Whilst the rivalry continued between Powell and Davidson, a Mr Cadell settled at a site opposite the existing Police Station and erected a store to compete with Powell and Davidson.

The Post Office opened on 1 October 1862 but was spelt Jereelderie until 1890.

No other development occurred for some years, but following an application from Mr Powell in 1863 a surveyor was instructed to survey and report on the Jerilderie Village site. As a consequence of this report the Village of Jerilderie and suburban boundaries were Gazetted on 14 March 1865. The village contained an area of 195 acres (78.9 ha), bounded generally by West, Coonong, East and Jerilderie Streets.

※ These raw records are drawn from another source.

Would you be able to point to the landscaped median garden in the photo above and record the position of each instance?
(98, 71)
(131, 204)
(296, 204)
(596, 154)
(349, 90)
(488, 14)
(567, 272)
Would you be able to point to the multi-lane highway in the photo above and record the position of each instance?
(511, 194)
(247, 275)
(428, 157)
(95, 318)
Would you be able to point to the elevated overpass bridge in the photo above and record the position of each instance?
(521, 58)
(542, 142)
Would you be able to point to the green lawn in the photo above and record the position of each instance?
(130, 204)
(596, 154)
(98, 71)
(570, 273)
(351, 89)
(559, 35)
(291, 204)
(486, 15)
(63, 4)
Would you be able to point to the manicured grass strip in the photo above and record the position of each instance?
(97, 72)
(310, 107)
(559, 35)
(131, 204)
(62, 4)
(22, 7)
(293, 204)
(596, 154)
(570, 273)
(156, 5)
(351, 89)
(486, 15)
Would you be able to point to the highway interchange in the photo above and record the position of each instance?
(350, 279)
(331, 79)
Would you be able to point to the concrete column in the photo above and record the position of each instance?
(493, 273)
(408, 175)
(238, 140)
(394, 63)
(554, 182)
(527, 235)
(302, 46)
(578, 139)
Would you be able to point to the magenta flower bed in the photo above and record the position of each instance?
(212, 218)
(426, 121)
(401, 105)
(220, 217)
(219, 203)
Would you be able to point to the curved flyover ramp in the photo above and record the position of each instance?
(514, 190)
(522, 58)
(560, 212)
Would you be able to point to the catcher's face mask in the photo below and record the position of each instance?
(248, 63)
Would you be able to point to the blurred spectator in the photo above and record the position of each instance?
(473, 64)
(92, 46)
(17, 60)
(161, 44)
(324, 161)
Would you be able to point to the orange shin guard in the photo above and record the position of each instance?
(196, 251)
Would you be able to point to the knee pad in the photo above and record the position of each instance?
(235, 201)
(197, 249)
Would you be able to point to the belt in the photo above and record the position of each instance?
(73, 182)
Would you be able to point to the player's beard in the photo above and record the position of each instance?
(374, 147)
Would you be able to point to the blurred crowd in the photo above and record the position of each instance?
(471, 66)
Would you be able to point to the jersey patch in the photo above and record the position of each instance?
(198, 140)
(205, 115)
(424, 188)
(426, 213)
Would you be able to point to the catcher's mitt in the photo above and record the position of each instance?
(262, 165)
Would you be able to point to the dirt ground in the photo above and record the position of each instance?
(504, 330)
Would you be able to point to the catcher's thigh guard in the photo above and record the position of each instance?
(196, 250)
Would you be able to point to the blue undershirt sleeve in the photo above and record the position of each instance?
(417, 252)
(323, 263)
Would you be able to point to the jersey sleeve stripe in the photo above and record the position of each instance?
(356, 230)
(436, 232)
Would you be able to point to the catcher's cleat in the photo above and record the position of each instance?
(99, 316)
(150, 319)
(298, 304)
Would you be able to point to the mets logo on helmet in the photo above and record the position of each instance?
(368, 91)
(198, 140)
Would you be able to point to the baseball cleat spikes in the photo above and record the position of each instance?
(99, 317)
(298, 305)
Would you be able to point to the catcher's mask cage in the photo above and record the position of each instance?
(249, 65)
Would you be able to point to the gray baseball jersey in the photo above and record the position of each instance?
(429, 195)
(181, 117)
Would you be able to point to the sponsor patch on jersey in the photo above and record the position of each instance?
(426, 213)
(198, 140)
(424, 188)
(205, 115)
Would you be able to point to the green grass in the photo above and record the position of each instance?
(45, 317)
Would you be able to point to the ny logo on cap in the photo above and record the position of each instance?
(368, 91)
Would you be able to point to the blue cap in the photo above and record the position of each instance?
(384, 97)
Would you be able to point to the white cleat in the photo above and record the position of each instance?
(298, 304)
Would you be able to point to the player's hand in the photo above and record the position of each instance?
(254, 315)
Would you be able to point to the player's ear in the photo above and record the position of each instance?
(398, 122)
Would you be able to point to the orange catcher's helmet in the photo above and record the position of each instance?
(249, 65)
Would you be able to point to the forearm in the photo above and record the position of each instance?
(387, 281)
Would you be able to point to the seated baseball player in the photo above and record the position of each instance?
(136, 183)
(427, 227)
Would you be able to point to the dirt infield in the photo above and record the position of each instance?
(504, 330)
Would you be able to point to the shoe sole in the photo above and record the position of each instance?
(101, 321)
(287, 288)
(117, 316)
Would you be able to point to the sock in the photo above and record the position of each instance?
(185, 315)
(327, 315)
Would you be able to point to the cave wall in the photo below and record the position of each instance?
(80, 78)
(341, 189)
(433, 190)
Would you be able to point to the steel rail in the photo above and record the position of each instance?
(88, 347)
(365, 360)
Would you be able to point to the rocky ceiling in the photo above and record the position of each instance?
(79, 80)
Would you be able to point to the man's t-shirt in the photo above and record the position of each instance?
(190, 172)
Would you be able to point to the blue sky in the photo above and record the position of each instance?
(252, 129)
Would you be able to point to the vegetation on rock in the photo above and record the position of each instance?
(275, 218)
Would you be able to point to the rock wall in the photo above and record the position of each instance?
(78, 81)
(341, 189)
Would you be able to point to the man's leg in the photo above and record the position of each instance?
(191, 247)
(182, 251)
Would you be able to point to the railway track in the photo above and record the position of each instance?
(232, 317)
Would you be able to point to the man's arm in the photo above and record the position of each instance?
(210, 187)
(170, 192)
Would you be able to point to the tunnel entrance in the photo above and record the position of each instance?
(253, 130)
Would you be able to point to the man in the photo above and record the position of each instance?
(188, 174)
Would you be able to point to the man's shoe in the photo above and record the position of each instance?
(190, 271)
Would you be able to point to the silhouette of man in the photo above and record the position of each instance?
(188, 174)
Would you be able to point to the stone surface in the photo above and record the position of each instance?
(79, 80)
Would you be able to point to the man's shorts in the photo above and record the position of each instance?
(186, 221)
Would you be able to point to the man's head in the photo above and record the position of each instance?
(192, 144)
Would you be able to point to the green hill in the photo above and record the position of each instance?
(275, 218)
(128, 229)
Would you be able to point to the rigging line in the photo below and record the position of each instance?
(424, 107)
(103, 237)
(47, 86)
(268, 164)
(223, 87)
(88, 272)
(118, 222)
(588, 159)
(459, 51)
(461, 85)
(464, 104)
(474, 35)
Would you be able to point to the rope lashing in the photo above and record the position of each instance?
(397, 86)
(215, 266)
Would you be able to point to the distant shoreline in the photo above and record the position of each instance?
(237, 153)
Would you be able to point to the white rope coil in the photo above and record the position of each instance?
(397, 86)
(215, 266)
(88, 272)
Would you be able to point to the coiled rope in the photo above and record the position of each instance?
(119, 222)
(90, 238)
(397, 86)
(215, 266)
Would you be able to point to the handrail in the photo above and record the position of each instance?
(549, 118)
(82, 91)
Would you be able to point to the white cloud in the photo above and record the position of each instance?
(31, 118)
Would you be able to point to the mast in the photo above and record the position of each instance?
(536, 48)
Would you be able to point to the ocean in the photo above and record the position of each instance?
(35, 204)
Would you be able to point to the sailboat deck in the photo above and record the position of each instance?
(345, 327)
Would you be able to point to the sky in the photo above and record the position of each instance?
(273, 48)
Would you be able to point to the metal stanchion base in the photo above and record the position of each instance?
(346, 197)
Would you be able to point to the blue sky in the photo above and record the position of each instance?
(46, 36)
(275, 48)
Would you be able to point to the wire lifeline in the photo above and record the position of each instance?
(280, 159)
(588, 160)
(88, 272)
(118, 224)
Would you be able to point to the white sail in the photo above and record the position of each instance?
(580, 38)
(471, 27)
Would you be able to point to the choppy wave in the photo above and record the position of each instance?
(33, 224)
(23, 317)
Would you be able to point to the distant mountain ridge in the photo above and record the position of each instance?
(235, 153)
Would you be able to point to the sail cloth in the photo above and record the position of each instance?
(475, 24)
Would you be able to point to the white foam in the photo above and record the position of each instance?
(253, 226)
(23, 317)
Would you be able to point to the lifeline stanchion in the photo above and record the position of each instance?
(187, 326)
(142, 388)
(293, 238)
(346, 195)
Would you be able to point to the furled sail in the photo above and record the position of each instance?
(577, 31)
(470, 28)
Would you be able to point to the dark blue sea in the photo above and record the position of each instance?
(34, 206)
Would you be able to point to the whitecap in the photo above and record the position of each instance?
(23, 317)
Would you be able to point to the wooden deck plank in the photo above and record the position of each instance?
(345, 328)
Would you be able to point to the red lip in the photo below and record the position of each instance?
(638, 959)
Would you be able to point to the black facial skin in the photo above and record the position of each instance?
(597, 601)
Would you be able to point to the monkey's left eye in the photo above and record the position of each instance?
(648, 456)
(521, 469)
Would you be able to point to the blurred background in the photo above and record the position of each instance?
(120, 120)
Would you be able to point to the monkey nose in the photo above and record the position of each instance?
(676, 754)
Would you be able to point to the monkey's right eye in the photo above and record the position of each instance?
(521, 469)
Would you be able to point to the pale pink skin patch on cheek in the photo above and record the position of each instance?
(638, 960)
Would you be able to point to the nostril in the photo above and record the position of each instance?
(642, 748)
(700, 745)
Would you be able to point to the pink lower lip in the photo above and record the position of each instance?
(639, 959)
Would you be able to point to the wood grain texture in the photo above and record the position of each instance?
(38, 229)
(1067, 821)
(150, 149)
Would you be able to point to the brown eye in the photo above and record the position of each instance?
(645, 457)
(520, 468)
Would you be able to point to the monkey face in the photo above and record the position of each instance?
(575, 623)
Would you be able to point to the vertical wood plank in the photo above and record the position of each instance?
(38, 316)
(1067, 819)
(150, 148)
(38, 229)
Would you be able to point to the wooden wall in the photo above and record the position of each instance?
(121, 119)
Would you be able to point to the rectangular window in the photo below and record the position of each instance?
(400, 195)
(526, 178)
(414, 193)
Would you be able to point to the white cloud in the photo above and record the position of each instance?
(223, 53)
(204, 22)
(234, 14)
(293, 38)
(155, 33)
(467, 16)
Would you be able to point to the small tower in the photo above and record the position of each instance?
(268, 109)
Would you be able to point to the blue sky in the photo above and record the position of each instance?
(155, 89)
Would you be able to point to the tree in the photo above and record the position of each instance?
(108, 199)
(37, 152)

With the continual growth of the town and the development of the sheep and wool industry over the years, there became the need for control and development of local facilities and services such as roads, bridges, water supply, etc. Hence in 1889 the area was introduced to official Local Government with the proclamation of the Jerilderie Municipal Council. The Municipality was originally formed in 1885 from previously formed Progress Association but did not gain official recognition and charter until 1889.

Whilst the town had its Local Government authority, the landholders outside the Municipality found the need to work for the establishment of a Shire Council, and as a result of this need the Wunnamurra Shire Council was realised in 1906.

Both the Jerilderie Municipality and the Wunnamurra Shire continued on their works for the following years up to 1918 when the Shire of Jerilderie was formed from the union of the two Councils. In 2016, the Jerilderie Shire was dissolved to form part of the new Murrumbidgee Council.